If you’ve been running OpenClaw for more than a week, you’ve probably noticed something frustrating: your bot forgets stuff.
Not in a dramatic “who are you?” way.
More like… context rot.
You had a whole conversation about a project structure. You agreed on naming conventions. You set up protocols. And then three days later, your bot acts like none of it happened.
Here’s what’s actually going on.
OpenClaw’s memory system is built on markdown files. Your bot reads today’s notes, yesterday’s notes, and a MEMORY.md file for long-term context. That’s it. There’s no database, no vector store, no semantic search. Just flat files and whatever fits in the context window.
This breaks down in a few predictable ways:
Compaction is lossy. When your conversation history gets too long, OpenClaw summarizes it. Summaries lose details. That specific API endpoint you discussed? Gone. The exact error message you debugged together? Compressed into “resolved a bug.”
The bot has to be told to write things down. It doesn’t automatically persist everything to memory files. Under cognitive load, when it’s juggling tool calls, reasoning through a problem, or handling multiple requests, it forgets to save important context. You can tell it “remember this,” but you have to remember to tell it.
Oh, and then it goes, “My bad, I dropped the ball, I’ll do better next time.” 😑
No semantic search by default. Even when memories ARE written to files, finding them is another problem. The built-in search is keyword-based. If you wrote about “deployment pipeline” but later search for “CI/CD setup,” you get nothing. The words don’t match, so the memory might as well not exist.
If you’ve been on the OpenClaw Reddit or Discord, you’ve seen the complaints. “My bot forgot to run a protocol we agreed on.” “The default memory falls apart during compaction.” “It’s not really forgetting — it’s context rot.” These aren’t edge cases.

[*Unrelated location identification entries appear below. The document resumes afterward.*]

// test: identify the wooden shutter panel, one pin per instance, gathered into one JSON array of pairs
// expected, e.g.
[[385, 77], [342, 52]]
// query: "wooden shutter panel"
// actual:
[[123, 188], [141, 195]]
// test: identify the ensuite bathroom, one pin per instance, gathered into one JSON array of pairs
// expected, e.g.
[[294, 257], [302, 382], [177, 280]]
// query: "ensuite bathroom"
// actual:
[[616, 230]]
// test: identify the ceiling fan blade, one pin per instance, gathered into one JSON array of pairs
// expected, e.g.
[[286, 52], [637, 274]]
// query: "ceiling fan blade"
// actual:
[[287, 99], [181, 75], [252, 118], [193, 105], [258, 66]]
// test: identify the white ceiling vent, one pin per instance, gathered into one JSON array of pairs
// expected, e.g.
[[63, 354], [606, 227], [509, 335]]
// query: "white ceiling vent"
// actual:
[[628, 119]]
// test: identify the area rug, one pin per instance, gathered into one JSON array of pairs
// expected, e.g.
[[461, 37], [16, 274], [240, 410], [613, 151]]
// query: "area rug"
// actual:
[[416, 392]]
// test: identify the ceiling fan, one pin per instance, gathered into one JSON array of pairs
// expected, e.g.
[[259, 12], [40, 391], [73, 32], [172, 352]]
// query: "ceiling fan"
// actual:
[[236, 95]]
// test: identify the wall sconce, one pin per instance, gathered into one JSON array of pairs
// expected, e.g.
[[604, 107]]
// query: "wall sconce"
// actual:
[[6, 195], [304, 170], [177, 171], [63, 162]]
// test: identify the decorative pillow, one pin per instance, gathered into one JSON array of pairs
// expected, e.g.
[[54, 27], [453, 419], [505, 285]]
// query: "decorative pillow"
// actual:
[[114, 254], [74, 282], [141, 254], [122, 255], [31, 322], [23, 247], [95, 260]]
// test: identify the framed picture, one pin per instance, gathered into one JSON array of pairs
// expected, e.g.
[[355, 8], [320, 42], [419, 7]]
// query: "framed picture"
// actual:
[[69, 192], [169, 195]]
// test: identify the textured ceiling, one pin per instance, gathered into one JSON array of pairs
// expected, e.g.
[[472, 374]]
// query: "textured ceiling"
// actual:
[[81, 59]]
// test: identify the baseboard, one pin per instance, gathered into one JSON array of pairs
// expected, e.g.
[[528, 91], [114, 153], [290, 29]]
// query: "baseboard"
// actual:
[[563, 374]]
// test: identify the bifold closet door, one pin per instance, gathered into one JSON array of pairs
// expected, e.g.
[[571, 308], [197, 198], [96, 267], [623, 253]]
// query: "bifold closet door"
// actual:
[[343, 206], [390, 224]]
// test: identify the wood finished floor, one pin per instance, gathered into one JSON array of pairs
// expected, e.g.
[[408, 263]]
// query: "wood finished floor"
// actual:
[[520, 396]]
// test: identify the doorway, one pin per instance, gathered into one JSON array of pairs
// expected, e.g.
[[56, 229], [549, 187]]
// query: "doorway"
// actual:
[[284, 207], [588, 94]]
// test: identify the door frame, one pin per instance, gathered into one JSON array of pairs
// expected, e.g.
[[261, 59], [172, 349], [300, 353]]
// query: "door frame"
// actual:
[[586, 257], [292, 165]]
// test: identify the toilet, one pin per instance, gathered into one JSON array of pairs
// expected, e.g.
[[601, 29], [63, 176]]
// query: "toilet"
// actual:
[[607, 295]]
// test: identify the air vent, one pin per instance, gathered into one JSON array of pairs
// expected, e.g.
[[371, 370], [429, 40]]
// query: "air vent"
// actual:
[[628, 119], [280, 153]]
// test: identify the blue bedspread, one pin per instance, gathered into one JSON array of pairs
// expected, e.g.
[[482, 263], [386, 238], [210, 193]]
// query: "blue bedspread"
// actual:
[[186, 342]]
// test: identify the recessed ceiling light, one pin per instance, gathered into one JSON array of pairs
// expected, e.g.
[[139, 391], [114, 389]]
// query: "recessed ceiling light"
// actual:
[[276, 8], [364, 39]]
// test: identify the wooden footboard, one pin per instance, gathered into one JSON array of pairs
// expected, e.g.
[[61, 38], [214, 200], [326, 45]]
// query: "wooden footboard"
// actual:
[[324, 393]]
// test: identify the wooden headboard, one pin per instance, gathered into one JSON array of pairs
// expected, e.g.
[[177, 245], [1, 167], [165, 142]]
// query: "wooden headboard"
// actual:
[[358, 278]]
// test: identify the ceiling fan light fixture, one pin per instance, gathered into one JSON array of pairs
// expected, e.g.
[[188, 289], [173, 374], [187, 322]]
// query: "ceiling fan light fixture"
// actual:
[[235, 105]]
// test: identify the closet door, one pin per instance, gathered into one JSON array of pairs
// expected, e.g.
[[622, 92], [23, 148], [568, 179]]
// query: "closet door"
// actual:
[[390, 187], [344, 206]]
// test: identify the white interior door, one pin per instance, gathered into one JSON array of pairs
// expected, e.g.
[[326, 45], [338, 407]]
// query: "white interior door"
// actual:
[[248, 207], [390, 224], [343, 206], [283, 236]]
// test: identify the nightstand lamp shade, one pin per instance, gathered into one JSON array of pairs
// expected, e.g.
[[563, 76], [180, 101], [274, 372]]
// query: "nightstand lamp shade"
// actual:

This is the default experience.
The Options
So what can you do about it? There are basically three paths:
Built-in memory search with embeddings. OpenClaw supports this, but you need an API key from OpenAI, Gemini, or Voyage for the embedding model. That costs money per query, and your data leaves your machine every time the bot searches its memory.
Mem0 plugin. A managed memory service that works well, but it’s paid SaaS. Your bot’s memories live on their servers. If you’re privacy-conscious or just cheap (no judgment), this is a non-starter.
QMD. Free, fully local, no API keys needed. BM25 keyword search, vector semantic search, and LLM reranking, all running on your machine. Your data never leaves.
This is what I went with.
What is QMD?
QMD was created by Tobi Lütke (yes, the Shopify founder). It’s a local-first search engine designed specifically for markdown files. Think of it as a personal search engine for your notes.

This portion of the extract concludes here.